Nobody in the supplement industry wants to have this conversation directly. They'd rather sell you collagen for your skin or a protein shake with pink packaging and pretend the job is done.

It isn't. Not even close.

Perimenopause - the hormonal transition that typically begins somewhere between 35 and 50 - fundamentally changes how your body handles training, recovery, hydration, and nutrition. It's not a slow decline. It's a shift in operating conditions. And if you're trying to perform at the same level with the same tools you used a decade ago, you're going to keep hitting walls you can't explain.

Here's what's actually happening, and what actually helps.

What changes during perimenopause

Oestrogen and progesterone don't just regulate your menstrual cycle. They're deeply involved in fluid regulation, bone density, muscle protein synthesis, inflammatory response, thermoregulation, and mood. As their levels shift -often unpredictably in the perimenopause years - every one of those systems is affected.

Fluid and electrolyte regulation shifts. Oestrogen helps maintain blood plasma volume and influences how your kidneys handle sodium. As oestrogen drops, your body becomes less efficient at retaining fluid, which means your electrolyte requirements - particularly sodium and magnesium- often increase. This is one reason many women in perimenopause experience more cramping, worse recovery, and unusual fatigue during training that they can't attribute to anything obvious.

Recovery windows narrow. Oestrogen has anti-inflammatory properties. As levels decline, the inflammatory response to training becomes more pronounced and takes longer to resolve. This means the window between your last hard session and your next one needs to be managed more carefully -and that recovery nutrition becomes more important, not less.
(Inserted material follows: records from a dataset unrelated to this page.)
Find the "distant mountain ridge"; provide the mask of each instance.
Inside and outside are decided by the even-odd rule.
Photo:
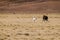
[[[60,0],[33,0],[24,1],[16,0],[7,1],[0,0],[0,12],[46,12],[46,13],[60,13]]]

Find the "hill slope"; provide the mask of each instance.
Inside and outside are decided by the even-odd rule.
[[[60,1],[11,3],[0,2],[0,12],[60,12]]]

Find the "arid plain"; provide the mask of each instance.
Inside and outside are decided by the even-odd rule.
[[[47,15],[43,22],[43,14],[0,14],[0,40],[60,40],[60,14]]]

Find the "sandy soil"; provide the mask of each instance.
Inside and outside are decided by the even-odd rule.
[[[60,40],[60,14],[48,14],[48,22],[43,22],[42,16],[0,14],[0,40]]]

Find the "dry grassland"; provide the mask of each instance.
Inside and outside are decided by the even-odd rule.
[[[60,40],[60,14],[48,14],[48,22],[43,22],[42,16],[0,14],[0,40]]]

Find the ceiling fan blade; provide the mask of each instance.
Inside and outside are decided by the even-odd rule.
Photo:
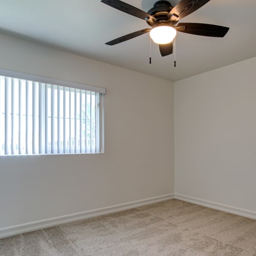
[[[114,46],[115,45],[116,45],[117,44],[119,44],[120,42],[127,41],[127,40],[130,40],[130,39],[134,38],[134,37],[136,37],[137,36],[139,36],[139,35],[145,34],[146,33],[149,32],[151,30],[151,29],[145,29],[141,30],[139,30],[138,31],[131,33],[131,34],[128,34],[127,35],[123,35],[123,36],[121,36],[120,37],[118,37],[118,38],[114,39],[112,41],[106,42],[106,45],[108,45],[108,46]]]
[[[148,13],[120,0],[101,0],[101,2],[111,7],[138,18],[152,22],[156,20],[155,18]]]
[[[165,45],[159,45],[159,50],[163,57],[172,54],[173,50],[173,42]]]
[[[175,28],[183,33],[214,37],[223,37],[229,29],[226,27],[203,23],[179,23]]]
[[[192,13],[210,0],[181,0],[168,14],[170,20],[178,22]]]

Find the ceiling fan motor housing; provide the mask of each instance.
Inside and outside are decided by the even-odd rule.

Muscle retention requires more effort. Oestrogen supports anabolic signalling - the process by which your muscles respond to training stimulus. In its absence, building and maintaining muscle mass requires greater training volume, more precise protein intake, and increasingly, creatine supplementation, which has substantial emerging evidence for its role in supporting muscle function in perimenopausal women.
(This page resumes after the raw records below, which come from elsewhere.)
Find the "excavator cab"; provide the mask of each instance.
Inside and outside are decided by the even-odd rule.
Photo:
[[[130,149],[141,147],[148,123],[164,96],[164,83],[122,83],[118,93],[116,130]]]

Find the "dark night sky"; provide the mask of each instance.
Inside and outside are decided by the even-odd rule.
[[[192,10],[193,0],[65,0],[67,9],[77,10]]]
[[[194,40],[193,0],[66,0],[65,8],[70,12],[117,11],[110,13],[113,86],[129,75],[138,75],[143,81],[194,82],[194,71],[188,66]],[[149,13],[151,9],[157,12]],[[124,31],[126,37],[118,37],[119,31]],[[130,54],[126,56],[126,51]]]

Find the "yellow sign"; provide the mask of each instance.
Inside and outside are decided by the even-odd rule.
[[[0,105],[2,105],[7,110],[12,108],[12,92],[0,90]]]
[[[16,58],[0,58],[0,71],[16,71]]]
Sleep disruption compounds everything. The hormonal shifts of perimenopause frequently disrupt sleep- particularly deep, restorative sleep. This is where recovery actually happens. Magnesium plays a critical role in sleep quality and nervous system regulation, and deficiency is far more common than most people realise.

What actually helps

This is not the part where we recommend you buy everything and hope for the best. Here's what the evidence supports and what we've built into the Primal Wellness range for exactly this reason.

Electrolytes -specifically sodium, magnesium, and glycine. A+Salt addresses all three. The sodium supports fluid regulation as oestrogen declines. The magnesium supports sleep quality, muscle function, and inflammatory regulation. The glycine supports gut integrity- which matters because gut permeability often increases during hormonal transitions- and also has emerging research linking it to sleep depth.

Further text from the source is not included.